General information
- Location: Dillingham Boulevard & Ka‘a‘ahi Street Honolulu, Hawaiʻi
- Coordinates: 21°19′03″N 157°52′00″W﻿ / ﻿21.3176°N 157.866533°W
- Owner: Honolulu Department of Transportation Services
- Platforms: 2 side platforms
- Tracks: 2

Construction
- Structure type: Elevated
- Accessible: Yes

History
- Opening: 2031; 5 years' time

Future services
| Preceding station | Skyline |  |  | Following station |
| Niuhelewai toward Kualakaʻi |  | Skyline (Segment 3) |  | Hōlau toward Kaʻākaukukui |

Location

= Kūwili station =

Future Honolulu Skyline station

Kūwili station (also known as Iwilei station) is a planned Skyline station in Honolulu, Hawaiʻi. It will be built as part of Segment 3 of the Skyline route, scheduled to open in 2031.

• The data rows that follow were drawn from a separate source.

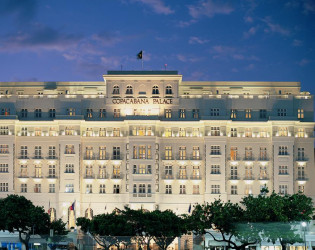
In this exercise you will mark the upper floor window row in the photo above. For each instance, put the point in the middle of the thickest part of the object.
(155, 90)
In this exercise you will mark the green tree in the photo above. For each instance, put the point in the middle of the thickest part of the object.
(18, 214)
(165, 227)
(281, 215)
(228, 220)
(111, 229)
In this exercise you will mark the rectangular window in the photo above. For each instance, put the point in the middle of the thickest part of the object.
(283, 189)
(300, 113)
(116, 189)
(215, 131)
(89, 188)
(215, 189)
(116, 153)
(69, 149)
(71, 111)
(248, 153)
(248, 113)
(182, 132)
(215, 169)
(23, 152)
(196, 189)
(38, 188)
(23, 188)
(233, 113)
(283, 150)
(301, 155)
(52, 171)
(262, 153)
(69, 168)
(38, 113)
(4, 130)
(116, 113)
(196, 113)
(168, 153)
(282, 112)
(168, 189)
(24, 113)
(182, 153)
(4, 149)
(4, 187)
(196, 153)
(102, 189)
(215, 150)
(182, 189)
(69, 188)
(233, 132)
(4, 168)
(182, 113)
(214, 112)
(283, 170)
(102, 113)
(38, 152)
(233, 189)
(89, 113)
(52, 188)
(167, 113)
(52, 113)
(262, 113)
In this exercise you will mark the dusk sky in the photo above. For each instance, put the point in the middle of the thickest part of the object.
(79, 40)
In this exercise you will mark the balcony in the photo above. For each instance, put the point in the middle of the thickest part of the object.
(117, 176)
(182, 177)
(89, 176)
(102, 176)
(168, 177)
(195, 177)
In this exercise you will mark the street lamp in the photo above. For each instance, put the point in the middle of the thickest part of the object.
(304, 224)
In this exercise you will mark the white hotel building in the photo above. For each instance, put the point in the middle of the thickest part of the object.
(148, 139)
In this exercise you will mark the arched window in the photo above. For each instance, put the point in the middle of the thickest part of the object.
(89, 213)
(168, 90)
(155, 90)
(129, 90)
(52, 214)
(116, 90)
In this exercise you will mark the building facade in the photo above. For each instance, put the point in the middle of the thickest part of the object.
(148, 139)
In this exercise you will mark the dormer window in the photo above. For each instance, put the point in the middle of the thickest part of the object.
(155, 90)
(168, 90)
(129, 90)
(116, 90)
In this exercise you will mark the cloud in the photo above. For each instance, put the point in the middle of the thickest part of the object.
(184, 24)
(275, 28)
(185, 58)
(252, 31)
(197, 40)
(22, 10)
(297, 43)
(222, 52)
(40, 37)
(303, 62)
(209, 8)
(157, 6)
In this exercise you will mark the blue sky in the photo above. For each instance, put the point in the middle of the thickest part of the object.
(79, 40)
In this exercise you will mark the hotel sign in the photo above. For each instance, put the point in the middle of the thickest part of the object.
(142, 101)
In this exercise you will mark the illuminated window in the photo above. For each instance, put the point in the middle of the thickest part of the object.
(168, 90)
(248, 113)
(115, 90)
(233, 113)
(300, 113)
(129, 90)
(155, 90)
(168, 113)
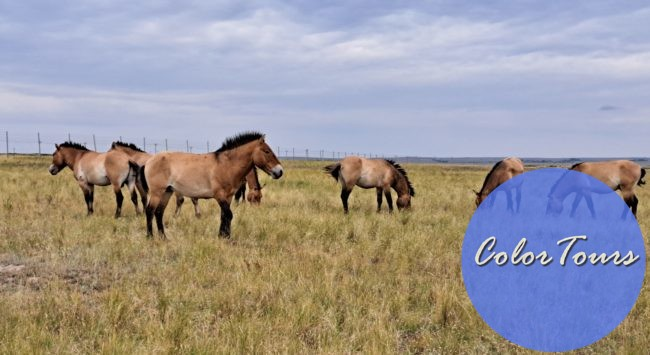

The Hawaiian Station Name Working Group proposed Hawaiian names for the twelve rail stations on the eastern end of the rail system (stations in the Airport and City Center segments) in April 2019. The name of this station, Kūwili, means "water swirling in place" and refers to a parcel of land in the Honolulu ahupuaʻa that contained a large fishpond watered by Leleo Stream. Construction began in 2025 and is ongoing.